Daniela Thomas 2012/10/25 at 2:20 pm

I believe it is shortsighted to think that continuing education students “just want to be treated like college students”.

Any study of these students will tell you that they are a very different set of students with a very different set of needs. The most important thing when marketing a Continuing Education Unit is to be aware of the unique needs, barriers, and challenges for these mainly non-traditional continuing education students, and cater to and support them in specific ways. I don’t think anyone who is engaging in Continuing Education feels as if there is any stigma around that department or field of study, and whatever small such feelings there may be are far outweighed by the advantages gained by targeting precisely and in a focused way the non-traditional students who are seeking out your university’s continuing education department.

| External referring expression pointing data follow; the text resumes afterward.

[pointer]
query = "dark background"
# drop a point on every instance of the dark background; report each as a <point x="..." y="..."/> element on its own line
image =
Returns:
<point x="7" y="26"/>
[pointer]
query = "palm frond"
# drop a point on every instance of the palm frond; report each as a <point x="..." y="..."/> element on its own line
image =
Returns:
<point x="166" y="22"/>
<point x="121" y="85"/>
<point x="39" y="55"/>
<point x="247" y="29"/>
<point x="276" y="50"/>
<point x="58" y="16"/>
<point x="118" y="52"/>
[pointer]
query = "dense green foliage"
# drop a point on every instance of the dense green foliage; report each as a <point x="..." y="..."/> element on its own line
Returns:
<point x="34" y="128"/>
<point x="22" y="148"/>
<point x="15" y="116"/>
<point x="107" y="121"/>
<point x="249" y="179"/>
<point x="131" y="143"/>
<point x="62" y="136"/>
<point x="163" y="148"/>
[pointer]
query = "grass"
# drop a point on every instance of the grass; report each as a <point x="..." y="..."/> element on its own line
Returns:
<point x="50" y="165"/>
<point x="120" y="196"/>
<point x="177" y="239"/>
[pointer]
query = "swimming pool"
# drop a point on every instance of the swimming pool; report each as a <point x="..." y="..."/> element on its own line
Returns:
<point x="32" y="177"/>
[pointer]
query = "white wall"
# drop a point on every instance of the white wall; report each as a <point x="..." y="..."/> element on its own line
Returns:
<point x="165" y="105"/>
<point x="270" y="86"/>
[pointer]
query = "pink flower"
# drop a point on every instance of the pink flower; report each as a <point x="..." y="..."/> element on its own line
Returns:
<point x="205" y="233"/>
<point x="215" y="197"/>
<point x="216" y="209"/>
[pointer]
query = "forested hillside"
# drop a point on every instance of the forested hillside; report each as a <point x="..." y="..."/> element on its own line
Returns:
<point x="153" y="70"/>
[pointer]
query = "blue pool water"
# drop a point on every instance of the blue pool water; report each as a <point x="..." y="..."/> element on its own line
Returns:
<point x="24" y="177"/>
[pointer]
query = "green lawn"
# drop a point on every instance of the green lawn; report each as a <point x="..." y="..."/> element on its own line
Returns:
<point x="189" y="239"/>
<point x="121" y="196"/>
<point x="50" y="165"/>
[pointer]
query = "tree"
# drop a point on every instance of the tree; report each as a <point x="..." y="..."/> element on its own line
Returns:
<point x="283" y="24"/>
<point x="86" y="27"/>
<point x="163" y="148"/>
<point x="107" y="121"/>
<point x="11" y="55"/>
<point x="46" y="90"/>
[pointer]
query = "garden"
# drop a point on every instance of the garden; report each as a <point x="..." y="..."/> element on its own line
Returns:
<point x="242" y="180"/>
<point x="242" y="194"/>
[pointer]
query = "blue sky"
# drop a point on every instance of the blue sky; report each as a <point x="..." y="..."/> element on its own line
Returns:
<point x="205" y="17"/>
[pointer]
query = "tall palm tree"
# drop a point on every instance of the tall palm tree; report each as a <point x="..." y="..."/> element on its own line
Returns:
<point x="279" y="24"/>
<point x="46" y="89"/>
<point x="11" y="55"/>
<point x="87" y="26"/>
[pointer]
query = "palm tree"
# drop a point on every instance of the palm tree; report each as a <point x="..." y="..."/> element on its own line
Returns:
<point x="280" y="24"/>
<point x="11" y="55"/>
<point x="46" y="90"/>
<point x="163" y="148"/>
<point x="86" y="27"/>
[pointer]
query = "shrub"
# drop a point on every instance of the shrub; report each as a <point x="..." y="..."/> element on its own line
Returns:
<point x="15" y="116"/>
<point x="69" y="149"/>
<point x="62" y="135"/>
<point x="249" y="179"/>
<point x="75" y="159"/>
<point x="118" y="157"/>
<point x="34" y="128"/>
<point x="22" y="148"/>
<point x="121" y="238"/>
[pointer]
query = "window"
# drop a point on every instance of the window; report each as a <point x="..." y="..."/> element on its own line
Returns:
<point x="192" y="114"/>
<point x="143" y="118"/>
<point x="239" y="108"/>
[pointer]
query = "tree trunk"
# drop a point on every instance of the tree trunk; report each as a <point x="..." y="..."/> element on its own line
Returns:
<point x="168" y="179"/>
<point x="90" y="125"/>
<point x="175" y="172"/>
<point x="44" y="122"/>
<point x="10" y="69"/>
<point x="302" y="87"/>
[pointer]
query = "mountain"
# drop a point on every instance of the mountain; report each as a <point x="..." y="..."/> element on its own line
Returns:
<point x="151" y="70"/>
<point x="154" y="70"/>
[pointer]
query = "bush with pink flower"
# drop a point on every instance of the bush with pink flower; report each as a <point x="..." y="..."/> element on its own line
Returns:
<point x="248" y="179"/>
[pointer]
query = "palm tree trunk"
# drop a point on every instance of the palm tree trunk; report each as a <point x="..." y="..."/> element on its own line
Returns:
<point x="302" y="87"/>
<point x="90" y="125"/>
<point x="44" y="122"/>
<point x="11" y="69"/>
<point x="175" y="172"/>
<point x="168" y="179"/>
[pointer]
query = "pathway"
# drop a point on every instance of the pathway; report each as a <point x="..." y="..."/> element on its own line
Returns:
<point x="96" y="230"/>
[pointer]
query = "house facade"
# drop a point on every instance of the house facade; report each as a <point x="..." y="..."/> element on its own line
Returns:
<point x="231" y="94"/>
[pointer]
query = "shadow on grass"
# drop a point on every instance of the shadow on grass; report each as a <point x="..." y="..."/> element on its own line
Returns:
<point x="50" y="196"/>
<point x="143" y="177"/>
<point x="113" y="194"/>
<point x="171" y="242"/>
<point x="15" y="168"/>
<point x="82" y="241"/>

John DeLalla 2012/10/25 at 3:03 pm

Daniela –
Thanks for starting the discussion!

Yes, each continuing education student is different, and targeting your marketing to those students creates a unique challenge. My group of CE students are non-credit, professional development students (about half already have an undergraduate degree) so they are looking to be back on the campus, relive the ‘glory days’ of college, engage in campus special events, etc. That’s a much different set of desires and needs than a degree-seeking, non-traditional student. Adjusting the student experience for your specific student population is a must. For example, I found my 50-something year old engineers would tinker with my computer classroom wiring, desk setups, etc. during day-long sessions. This wasn’t out of malicious intent, just fidgety in a lecture / theory class. The final solution to keep the idle hands from rewiring the room? Silly putty. I put a jar full of plastic eggs (with our school logo printed on the side) filled with silly putty, in the back of the room, and the idle hands fidgeted with the putty instead of the wires. Yes, adapting to your students comes in all types of solutions – including silly ones!

The diversity of our respective student populations, program offerings, and community is part of what makes continuing education such a fun field to be involved with. Thanks for your engaging comments Daniela, and being part of such a dynamic field of education!
John

    Daniela Thomas 2012/10/26 at 9:03 am

    “They are looking to be back on the campus, relive the ‘glory days’ of college, engage in campus special events, etc”

    I really haven’t seen this from many adult students, either on the degree-seeking side or on the professional development side.

WA Anderson 2012/10/25 at 3:48 pm

I think John makes a good point. Often Continuing Education departments of universities are set apart or “ostracized” in a way that may give the impression that the larger university is trying to distance itself from that department. Ultimately, no student, adult or teen, traditional or non-traditional, wants to feel ostracized from that institution; especially if it’s an institution whose name might inspire pride, loyalty, etc.

Also, from a financial perspective, the way things are going, higher education institutions should go ahead and embrace CE as an integral part of what they’re offering and right at the heart of it–as it gains popularity and traction across the US, they could do very well by making CE a central part of their marketing and outreach strategy, taking it more “under the university’s wing”–while of course hopefully still being aware of the unique needs of adult and ongoing learners.